TEMPIIn mezzo, forse, tre voti di fiducia che il presidente del Consiglio potrebbe chiedere per azzerare la quarantina e più di voti segreti su singoli emendamenti che le opposizioni sono pronte a chiedere. Sul piatto Renzi, con il suo vicecapogruppo Rosato e il relatore Migliore, è pronto a mettere la rinuncia al contingentamento dei tempi con conseguente allungamento delle ore del confronto parlamentare. L’aula sostanzialmente vuota di ieri è la rappresentazione più significativa di uno scontro che si agita più su tv e giornali e che oggi farà il conto con i numeri. Impietosi, per la minoranza del Pd e, probabilmente anche per le opposizioni visto che nel segreto dell’urna il partito del vitalizio, potrebbe aggiungere i suoi voti a quelli della maggioranza.
I più ottimisti assegnano alla sinistra interna al Pd meno di trenta voti. Un numero sufficiente per essere rimpiazzato da novelli volenterosi che si annidano un po’ in tutti i partiti e che gonfiano i numeri del gruppo misto. Se oggi il voto sulle pregiudiziali – senza fiducia e a scrutinio segreto – passerà la soglia dei quattrocento, alla presidente della Camera, Laura Boldrini, verrà chiesto di proseguire con l’Italicum per tutta la settimana.
Infatti, una volta incassato il successo, anche lo scontro sul voto di fiducia perderà senso. Una conferma si è avuta ieri con l’outing del parlamentare di Sel Antonio Matarelli che si è detto pronto a votare l’Italicum perché «le nostre richieste di modifica sono state accolte». In buona sostanza Renzi è riuscito a far passare il messaggio di qualche giorno fa con il quale diceva, in qualità di premier, che senza l’Italicum il governo si sarebbe dimesso e, in qualità di segretario del Pd, che il partito non sarebbe stato disponibile a comporre esecutivi diversi.
L’aut aut ha colpito nel segno perché, come ricorda ironicamente il costituzionalista Stefano Ceccanti, «Franco Marini ha sempre detto che la riforma del vitalizio è stata la più forte riforma costituzionale degli ultimi anni». La meta dei quattro anni, sei mesi e un giorno di legislatura non è stata ancora raggiunta e Renzi, che parlamentare non è, conosce perfettamente sia la regole che l’umore dei suoi.

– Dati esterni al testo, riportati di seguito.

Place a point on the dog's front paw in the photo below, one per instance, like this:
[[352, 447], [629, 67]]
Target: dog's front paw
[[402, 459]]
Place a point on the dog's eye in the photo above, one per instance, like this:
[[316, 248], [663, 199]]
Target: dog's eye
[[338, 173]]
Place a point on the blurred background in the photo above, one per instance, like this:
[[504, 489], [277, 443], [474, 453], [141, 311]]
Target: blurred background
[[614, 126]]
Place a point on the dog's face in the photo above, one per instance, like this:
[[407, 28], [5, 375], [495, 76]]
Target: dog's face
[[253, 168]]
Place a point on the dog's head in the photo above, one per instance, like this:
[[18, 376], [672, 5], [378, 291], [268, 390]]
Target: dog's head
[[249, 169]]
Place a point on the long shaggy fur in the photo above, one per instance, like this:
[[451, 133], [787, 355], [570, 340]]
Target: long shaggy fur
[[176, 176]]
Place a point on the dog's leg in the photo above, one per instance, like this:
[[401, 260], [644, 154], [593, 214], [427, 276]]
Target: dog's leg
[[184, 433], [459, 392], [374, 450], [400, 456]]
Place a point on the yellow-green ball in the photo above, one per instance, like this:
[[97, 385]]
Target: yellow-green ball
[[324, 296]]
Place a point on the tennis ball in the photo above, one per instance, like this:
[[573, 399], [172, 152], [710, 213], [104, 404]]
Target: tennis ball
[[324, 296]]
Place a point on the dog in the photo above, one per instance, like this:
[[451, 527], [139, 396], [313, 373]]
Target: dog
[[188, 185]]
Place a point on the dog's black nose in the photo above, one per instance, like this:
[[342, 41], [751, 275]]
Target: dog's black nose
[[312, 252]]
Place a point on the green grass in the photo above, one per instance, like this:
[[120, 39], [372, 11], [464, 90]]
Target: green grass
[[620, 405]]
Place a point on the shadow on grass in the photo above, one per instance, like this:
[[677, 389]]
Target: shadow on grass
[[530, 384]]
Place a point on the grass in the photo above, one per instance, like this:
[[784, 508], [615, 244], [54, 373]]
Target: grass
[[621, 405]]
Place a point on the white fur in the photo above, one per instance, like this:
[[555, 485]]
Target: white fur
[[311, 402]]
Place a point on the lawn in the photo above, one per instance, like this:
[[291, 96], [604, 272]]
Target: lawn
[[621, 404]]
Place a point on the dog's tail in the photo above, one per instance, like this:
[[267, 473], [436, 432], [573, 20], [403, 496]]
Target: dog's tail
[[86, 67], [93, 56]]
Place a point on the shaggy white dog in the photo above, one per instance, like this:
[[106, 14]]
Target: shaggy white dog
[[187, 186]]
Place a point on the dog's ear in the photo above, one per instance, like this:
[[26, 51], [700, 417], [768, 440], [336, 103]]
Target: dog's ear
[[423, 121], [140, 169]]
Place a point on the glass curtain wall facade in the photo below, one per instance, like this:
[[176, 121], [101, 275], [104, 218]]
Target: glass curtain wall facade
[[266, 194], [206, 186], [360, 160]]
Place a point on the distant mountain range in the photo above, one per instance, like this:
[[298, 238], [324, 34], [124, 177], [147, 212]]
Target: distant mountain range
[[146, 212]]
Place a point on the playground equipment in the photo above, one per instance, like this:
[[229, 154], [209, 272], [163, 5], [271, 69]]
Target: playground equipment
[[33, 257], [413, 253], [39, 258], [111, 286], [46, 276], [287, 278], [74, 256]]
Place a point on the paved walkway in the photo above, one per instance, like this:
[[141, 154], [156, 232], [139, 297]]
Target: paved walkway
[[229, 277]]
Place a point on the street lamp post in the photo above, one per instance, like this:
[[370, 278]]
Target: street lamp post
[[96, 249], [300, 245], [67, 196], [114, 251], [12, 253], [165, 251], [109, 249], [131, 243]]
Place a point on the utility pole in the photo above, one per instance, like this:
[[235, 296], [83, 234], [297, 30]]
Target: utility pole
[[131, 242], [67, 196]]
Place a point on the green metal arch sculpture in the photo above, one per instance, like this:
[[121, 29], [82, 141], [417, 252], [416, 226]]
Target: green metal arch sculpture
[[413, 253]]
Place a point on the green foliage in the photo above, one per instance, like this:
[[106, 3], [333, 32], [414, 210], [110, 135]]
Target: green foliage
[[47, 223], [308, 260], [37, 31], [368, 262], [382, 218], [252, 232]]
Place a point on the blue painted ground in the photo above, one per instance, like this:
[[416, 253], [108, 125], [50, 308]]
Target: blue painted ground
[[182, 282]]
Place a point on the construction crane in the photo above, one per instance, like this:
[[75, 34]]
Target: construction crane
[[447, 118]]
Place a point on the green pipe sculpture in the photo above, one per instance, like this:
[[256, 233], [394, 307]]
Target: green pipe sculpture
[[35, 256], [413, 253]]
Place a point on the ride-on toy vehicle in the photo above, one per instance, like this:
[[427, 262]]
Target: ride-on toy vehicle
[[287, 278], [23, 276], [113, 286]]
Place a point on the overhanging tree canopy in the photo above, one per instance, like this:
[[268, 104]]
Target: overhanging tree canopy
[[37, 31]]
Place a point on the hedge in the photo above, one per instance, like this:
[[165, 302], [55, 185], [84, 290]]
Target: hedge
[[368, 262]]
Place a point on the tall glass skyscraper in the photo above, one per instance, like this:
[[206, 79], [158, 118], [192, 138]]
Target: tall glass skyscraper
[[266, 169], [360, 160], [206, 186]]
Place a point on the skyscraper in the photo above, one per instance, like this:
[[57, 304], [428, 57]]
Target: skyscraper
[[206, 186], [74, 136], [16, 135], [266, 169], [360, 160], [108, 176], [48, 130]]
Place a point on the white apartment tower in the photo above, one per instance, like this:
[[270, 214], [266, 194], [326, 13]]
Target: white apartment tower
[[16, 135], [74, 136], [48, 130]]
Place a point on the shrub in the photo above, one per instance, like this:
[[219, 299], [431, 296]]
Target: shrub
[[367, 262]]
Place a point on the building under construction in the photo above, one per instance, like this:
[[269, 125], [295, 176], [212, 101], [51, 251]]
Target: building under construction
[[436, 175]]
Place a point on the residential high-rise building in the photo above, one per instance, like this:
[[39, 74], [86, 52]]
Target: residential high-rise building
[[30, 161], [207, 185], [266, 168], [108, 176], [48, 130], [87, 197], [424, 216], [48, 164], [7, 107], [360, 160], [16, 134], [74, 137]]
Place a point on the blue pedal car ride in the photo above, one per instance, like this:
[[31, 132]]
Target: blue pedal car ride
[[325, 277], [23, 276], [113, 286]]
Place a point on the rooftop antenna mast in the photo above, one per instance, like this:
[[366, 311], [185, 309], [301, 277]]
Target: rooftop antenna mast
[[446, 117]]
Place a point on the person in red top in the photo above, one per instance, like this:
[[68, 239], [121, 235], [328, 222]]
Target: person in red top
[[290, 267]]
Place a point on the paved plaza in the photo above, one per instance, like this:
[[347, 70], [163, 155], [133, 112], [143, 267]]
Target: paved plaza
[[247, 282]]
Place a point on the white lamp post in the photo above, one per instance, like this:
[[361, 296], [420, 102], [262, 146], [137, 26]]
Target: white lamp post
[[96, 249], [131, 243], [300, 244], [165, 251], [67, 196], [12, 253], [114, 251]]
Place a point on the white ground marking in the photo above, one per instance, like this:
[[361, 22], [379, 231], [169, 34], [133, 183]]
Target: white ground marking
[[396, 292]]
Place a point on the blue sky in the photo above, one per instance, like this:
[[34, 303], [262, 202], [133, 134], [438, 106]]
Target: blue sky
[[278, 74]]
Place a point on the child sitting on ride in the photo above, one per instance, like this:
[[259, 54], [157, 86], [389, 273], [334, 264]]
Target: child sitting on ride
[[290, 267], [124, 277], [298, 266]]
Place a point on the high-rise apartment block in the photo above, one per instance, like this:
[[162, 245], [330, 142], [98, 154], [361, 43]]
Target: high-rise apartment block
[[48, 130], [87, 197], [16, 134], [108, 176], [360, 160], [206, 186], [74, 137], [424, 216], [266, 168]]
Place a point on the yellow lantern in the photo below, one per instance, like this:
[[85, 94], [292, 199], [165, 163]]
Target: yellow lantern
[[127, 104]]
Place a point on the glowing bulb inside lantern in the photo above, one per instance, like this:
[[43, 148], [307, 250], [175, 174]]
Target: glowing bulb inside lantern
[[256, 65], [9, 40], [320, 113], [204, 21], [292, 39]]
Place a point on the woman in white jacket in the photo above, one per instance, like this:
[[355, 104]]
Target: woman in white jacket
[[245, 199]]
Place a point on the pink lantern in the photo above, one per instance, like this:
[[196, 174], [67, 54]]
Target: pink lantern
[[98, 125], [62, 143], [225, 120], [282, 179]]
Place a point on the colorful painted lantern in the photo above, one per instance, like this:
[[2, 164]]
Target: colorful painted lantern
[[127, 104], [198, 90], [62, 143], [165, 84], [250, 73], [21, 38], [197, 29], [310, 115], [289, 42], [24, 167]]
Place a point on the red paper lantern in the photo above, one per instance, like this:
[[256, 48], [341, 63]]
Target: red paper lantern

LETTERAIeri mattina Renzi ha prima precettato i deputati del Pd e poi ha inviato una lettera agli iscritti del Pd. Messaggi chiari alla testa e alla coda del Pd dal contenuto identico: sull’Italicum è in gioco il destino del governo e del Pd. Non solo. Con la lettera ai coordinatori dei circoli, Renzi ha bypassato i ras locali, ha messo in gioco «la dignità» del Pd cercando di rendere la battaglia dell’opposizione interna ancor meno comprensibile se confrontata agli interessi e ai problemi economici e lavorativi che vivono gli elettori del Pd e le loro famiglie.
Lo scontro, in attesa del voto di domani mattina, resta durissimo con alcuni leader del Pd, da Cuperlo a Bindi passando per Bersani e Speranza, che vedono però – giorno dopo giorno – assottigliarsi i numeri degli oppositori all’Italicum mentre il presidente della Repubblica Sergio Mattarella, spesso impropriamente evocato in questi giorni, invita tutti a lavorare «per ammodernare il Paese» confermando come la stagione delle riforme costituzionali ed economiche non è finita.